Sequential testing, always-valid $p$-values, and confidence sequences promise flexible statistical inference and on-the-fly decision making. However, unlike fixed-$n$ inference based on asymptotic normality, existing sequential tests either make parametric assumptions and end up under-covering/over-rejecting when these fail or use non-parametric but conservative concentration inequalities and end up over-covering/under-rejecting. To circumvent these issues, we sidestep exact at-least-$\alpha$ coverage and focus on asymptotic calibration and asymptotic optimality. That is, we seek sequential tests whose probability of \emph{ever} rejecting a true hypothesis approaches $\alpha$ and whose expected time to reject a false hypothesis approaches a lower bound on all such asymptotically calibrated tests, both "approaches" occurring under an appropriate limit. We permit observations to be both non-parametric and dependent and focus on testing whether the observations form a martingale difference sequence. We propose the universal sequential probability ratio test (uSPRT), a slight modification to the normal-mixture sequential probability ratio test, where we add a burn-in period and adjust thresholds accordingly. We show that even in this very general setting, the uSPRT is asymptotically optimal under mild generic conditions. We apply the results to stabilized estimating equations to test means, treatment effects, {\etc} Our results also provide corresponding guarantees for the implied confidence sequences. Numerical simulations verify our guarantees and the benefits of the uSPRT over alternatives.
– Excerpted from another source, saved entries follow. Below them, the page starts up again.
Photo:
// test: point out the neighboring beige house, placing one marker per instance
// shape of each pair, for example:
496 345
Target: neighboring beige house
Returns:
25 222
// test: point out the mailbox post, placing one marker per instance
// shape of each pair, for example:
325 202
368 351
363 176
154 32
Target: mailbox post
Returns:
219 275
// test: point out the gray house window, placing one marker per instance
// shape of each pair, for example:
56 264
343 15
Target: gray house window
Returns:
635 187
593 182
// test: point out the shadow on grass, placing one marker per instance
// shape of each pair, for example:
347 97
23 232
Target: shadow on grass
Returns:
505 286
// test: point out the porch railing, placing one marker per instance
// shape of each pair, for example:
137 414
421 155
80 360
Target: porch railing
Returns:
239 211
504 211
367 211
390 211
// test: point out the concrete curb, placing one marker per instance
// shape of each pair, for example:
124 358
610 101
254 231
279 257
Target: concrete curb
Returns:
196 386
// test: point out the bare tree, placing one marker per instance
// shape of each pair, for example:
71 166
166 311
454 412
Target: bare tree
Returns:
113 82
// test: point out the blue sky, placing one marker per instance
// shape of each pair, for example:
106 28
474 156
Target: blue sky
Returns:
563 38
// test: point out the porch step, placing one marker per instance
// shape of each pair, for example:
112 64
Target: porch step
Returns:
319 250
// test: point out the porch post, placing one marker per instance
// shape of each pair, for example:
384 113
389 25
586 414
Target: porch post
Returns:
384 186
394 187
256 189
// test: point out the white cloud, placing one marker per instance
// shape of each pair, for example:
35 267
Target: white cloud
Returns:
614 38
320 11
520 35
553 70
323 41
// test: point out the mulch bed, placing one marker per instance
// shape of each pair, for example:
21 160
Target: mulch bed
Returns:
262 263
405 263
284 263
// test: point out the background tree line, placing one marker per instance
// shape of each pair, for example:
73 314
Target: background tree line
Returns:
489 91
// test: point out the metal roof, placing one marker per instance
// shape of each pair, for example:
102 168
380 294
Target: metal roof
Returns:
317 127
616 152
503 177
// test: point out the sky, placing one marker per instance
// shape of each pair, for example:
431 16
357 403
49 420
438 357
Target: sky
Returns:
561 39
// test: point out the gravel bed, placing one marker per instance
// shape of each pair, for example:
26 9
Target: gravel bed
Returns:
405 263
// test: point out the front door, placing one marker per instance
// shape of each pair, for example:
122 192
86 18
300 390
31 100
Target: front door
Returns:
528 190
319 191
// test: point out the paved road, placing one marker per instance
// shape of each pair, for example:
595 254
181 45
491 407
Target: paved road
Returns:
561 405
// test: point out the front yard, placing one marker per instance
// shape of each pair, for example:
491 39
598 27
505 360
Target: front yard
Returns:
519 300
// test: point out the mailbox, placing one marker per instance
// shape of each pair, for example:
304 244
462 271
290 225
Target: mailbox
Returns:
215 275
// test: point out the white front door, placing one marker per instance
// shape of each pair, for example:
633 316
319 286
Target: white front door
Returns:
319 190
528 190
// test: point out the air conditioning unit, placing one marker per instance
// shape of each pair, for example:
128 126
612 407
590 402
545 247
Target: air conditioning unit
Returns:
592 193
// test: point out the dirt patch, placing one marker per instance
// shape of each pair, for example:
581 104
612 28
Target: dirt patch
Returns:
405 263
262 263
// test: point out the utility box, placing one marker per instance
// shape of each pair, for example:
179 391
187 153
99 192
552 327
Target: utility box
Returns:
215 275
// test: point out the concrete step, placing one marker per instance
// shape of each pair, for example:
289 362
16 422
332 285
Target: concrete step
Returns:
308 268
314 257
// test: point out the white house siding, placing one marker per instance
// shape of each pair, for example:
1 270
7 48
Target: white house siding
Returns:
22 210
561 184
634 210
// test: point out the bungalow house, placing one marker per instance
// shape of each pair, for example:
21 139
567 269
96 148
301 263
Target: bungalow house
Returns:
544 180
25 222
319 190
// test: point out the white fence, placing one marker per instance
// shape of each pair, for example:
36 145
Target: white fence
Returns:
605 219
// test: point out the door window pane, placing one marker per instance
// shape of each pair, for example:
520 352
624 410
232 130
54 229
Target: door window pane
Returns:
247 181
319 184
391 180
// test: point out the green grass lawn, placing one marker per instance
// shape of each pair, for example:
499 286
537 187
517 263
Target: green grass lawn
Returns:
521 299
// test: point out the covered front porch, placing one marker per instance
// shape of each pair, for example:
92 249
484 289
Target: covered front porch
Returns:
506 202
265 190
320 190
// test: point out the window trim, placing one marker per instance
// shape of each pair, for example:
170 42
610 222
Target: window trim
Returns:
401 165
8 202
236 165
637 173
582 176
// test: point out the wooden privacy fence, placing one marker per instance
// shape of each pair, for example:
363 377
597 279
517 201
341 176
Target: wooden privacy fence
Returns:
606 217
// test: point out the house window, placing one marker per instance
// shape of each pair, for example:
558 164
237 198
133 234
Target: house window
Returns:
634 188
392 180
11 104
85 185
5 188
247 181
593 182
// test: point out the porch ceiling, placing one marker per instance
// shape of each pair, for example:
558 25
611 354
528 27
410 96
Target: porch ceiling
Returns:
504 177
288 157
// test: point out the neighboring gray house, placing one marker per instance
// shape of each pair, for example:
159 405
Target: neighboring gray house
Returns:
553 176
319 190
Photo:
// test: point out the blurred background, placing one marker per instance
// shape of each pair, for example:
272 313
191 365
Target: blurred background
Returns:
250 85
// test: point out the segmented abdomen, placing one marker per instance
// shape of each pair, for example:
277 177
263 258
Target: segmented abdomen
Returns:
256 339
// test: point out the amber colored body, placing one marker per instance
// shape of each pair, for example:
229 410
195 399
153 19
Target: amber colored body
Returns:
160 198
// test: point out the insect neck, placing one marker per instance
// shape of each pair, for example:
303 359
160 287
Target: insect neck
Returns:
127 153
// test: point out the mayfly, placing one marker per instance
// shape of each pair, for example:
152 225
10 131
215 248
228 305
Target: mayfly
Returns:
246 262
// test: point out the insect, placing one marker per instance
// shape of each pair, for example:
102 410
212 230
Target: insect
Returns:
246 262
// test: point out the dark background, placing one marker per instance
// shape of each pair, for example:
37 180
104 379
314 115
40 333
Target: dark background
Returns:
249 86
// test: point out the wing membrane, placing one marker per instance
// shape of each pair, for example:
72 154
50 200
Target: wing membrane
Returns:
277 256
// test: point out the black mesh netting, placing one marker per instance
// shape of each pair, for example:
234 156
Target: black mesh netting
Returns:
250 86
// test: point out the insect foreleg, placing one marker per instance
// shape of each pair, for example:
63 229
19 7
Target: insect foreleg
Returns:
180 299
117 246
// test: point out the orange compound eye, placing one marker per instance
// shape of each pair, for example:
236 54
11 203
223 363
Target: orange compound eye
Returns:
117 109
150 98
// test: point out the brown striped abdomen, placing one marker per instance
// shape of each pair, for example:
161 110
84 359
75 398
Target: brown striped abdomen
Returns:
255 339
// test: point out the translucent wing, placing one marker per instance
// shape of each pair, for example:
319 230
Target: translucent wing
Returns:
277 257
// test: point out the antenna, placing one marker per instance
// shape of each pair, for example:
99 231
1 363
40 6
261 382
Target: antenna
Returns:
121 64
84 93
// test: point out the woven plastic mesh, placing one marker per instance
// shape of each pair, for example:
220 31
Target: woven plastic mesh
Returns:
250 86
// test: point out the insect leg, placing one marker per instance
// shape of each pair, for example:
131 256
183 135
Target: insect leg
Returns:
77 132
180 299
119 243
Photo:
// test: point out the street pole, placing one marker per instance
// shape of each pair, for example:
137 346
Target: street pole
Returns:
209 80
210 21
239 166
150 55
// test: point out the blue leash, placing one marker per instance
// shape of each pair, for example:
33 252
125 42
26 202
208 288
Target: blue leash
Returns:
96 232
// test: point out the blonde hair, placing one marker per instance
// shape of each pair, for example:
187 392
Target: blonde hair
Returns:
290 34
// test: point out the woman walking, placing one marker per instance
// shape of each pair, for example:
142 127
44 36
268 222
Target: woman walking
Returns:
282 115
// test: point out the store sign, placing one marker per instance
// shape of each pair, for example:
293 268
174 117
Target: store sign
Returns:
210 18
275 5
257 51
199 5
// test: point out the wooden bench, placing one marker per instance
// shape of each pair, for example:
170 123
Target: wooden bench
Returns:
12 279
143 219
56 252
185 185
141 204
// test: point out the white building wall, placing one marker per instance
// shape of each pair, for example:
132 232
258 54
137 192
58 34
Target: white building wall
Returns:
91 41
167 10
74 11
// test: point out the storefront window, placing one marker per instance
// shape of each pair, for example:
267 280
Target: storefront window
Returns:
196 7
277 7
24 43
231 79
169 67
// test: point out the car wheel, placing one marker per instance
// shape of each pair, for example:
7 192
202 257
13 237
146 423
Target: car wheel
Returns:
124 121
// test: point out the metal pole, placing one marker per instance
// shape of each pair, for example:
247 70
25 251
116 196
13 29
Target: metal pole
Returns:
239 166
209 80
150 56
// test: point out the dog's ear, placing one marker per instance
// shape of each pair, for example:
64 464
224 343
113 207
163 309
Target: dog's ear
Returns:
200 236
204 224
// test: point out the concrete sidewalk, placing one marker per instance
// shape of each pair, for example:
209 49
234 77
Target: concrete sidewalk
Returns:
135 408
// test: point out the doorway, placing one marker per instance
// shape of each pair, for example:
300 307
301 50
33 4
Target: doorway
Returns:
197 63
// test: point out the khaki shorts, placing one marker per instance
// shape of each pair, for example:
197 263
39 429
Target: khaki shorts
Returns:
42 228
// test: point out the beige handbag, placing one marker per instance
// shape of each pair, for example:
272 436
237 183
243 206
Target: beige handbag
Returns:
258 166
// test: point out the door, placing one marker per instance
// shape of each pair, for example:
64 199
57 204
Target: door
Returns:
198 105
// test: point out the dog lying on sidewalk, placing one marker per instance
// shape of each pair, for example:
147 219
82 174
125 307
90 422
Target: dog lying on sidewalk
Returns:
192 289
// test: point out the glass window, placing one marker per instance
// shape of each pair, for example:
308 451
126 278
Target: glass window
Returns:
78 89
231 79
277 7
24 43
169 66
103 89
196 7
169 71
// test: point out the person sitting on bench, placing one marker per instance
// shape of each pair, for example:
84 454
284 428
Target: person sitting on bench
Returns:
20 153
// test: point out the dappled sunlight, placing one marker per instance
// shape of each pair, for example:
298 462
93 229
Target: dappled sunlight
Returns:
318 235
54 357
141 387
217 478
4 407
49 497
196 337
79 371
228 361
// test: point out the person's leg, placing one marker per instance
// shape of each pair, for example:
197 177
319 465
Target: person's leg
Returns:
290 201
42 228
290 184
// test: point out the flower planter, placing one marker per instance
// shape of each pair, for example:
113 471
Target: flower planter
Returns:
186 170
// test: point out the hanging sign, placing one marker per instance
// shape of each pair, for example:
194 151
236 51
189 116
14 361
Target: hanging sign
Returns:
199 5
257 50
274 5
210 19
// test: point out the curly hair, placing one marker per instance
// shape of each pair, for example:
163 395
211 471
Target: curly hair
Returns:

翻译：序贯检验、始终有效的$p$值和置信序列为灵活的统计推断和动态决策提供了可能。然而，与基于渐近正态性的固定样本量推断不同，现有序贯检验要么依赖于参数假设（但当假设不成立时会导致覆盖不足/过度拒绝），要么采用非参数但保守的集中不等式（从而导致过度覆盖/拒绝不足）。为解决这些问题，我们放弃精确的至少$\alpha$覆盖率，转而专注于渐近校准和渐近最优性。具体而言，我们寻求这样一类序贯检验：其在原假设为真时“曾经”拒绝原假设的概率趋近于$\alpha$，且拒绝错误假设的期望时间趋近于所有渐近校准检验的下界——这两个“趋近”均发生在适当极限下。我们允许观测值具有非参数性和依赖性，并重点检验观测值是否构成鞅差序列。我们提出通用序贯概率比检验（uSPRT），这是对正态混合序贯概率比检验的轻微改进：在其中加入预热期并相应调整阈值。我们证明，即使在这种非常一般的设定下，uSPRT在温和的通用条件下也是渐近最优的。我们将该结果应用于稳定估计方程以检验均值、处理效应等。我们的结果也为隐含的置信序列提供了相应的保证。数值模拟验证了我们的保证以及uSPRT相较于其他方法的优势。